First four-cylinder, gas-powered Locomobile hits the road

Engineer Andrew Riker delivers the first four-cylinder, gas-powered Locomobile—a $4,000, 12-horsepower Model C—to a buyer in New York City on this day in 1902. The Locomobile Company had been known for building heavy, powerful steam cars, but by the turn of the century it was clear that the future of the automobile—and thus of the Locomobile—lay in the internal-combustion engine. Until it went out of business in 1929, the company built elegant, luxurious touring-cars and streamlined racers for wealthy patrons. A Locomobile, ads crowed, was the “Best Built Car in America.”

Steam-powered Locomobiles, built in Bridgeport, Connecticut and Worcester, Massachusetts, were solid, imposing, expensive machines. Like every other car powered by a steam boiler, they were also inconvenient. Steam cars had to warm up (literally: the water needed to boil in order to build up steam pressure) for about a half-hour before the car could be driven, and their water tanks needed to be refilled every 20 minutes or so. They also needed three kinds of fuel: water for the boiler, kerosene to heat the water and gasoline for the pilot light. (The car’s “key” was an acetylene torch.)

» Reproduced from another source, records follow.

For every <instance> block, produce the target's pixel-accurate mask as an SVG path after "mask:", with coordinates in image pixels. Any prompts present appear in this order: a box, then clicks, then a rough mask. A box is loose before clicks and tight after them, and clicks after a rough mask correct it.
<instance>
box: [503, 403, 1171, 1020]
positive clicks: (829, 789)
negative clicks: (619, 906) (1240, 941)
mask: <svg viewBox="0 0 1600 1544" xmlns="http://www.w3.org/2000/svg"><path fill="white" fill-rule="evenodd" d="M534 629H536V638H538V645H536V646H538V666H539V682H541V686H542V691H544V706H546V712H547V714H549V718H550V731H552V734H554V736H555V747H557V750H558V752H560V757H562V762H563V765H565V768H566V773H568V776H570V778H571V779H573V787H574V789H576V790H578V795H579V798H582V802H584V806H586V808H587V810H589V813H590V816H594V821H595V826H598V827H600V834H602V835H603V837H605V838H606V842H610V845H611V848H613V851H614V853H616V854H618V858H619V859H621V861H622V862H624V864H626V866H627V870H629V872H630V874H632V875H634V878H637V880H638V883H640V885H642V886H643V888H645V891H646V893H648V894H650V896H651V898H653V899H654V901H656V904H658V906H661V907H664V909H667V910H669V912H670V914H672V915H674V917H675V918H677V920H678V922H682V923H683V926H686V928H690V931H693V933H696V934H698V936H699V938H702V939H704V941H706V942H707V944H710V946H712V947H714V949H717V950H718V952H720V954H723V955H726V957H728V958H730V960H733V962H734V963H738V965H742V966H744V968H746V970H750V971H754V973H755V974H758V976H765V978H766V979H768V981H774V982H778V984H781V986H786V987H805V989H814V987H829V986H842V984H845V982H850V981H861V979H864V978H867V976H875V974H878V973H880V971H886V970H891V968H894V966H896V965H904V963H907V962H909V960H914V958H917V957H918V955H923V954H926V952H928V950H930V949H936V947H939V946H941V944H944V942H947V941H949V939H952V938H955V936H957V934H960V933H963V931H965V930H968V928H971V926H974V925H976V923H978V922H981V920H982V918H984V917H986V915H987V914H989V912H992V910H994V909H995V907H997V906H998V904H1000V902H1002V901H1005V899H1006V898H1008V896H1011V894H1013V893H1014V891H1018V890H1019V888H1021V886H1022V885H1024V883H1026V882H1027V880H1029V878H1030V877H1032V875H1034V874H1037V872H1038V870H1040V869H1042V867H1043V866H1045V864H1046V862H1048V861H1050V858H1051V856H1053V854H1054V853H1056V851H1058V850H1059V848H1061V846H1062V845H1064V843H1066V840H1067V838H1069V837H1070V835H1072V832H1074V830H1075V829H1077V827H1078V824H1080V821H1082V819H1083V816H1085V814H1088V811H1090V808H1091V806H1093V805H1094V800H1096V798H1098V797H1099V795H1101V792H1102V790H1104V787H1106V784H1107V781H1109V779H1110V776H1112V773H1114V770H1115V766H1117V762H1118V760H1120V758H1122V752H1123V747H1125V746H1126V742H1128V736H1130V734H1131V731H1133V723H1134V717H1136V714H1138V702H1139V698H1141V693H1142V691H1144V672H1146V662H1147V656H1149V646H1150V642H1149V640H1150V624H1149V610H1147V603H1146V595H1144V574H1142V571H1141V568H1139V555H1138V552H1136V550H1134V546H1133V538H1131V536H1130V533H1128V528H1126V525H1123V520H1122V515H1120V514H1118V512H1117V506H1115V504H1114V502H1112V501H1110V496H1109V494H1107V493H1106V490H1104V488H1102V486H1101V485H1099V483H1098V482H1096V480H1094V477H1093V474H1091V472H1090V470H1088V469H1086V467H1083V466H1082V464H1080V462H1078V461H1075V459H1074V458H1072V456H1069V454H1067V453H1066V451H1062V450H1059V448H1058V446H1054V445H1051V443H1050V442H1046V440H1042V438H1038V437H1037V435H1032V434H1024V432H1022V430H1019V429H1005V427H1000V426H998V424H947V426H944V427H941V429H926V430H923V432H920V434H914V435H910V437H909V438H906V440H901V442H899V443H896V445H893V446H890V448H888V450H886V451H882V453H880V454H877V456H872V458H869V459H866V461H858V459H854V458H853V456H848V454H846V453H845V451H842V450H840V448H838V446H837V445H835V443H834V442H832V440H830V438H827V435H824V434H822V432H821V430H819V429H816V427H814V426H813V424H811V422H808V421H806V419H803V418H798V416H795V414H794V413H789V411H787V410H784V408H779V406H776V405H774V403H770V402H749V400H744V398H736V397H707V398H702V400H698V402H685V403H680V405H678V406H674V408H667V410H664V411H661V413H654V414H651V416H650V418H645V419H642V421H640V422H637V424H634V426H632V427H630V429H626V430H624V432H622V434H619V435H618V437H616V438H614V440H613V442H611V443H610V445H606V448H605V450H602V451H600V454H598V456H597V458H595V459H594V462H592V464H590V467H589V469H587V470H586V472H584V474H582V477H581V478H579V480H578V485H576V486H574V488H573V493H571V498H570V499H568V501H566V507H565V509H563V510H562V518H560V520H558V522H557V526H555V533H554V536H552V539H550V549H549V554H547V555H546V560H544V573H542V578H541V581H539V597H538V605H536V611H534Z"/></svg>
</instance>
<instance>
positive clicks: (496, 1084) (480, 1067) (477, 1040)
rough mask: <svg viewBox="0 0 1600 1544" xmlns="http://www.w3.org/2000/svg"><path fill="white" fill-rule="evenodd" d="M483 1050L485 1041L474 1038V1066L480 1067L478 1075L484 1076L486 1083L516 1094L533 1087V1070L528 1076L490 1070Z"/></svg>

In 1902, the Locomobile Company hired a young engineer and racecar driver named Andrew Riker to create a gasoline car that was good enough to bear the Locomobile name. He did, and they were: made of manganese bronze and heat-treated steel, the Riker cars really were among the best-built cars in America.
In 1908, a two-year-old Locomobile became the first American car to win an international race. The car, nicknamed “Old 16,” was a 16-liter, four-cylinder, 120-horsepower two-seater piloted by 23-year-old George Robertson and his mechanic, Glenn Etheridge; the race was Long Island’s 11-lap, 258.5-mile Vanderbilt Cup. According to one reporter, Old 16’s victory “made Europeans sit up and take notice of American automotive efforts.”
Old 16 is currently on display at The Henry Ford in Dearborn, Michigan. In 1988, a 1928 Locomobile coupe appeared on a U.S. postage stamp.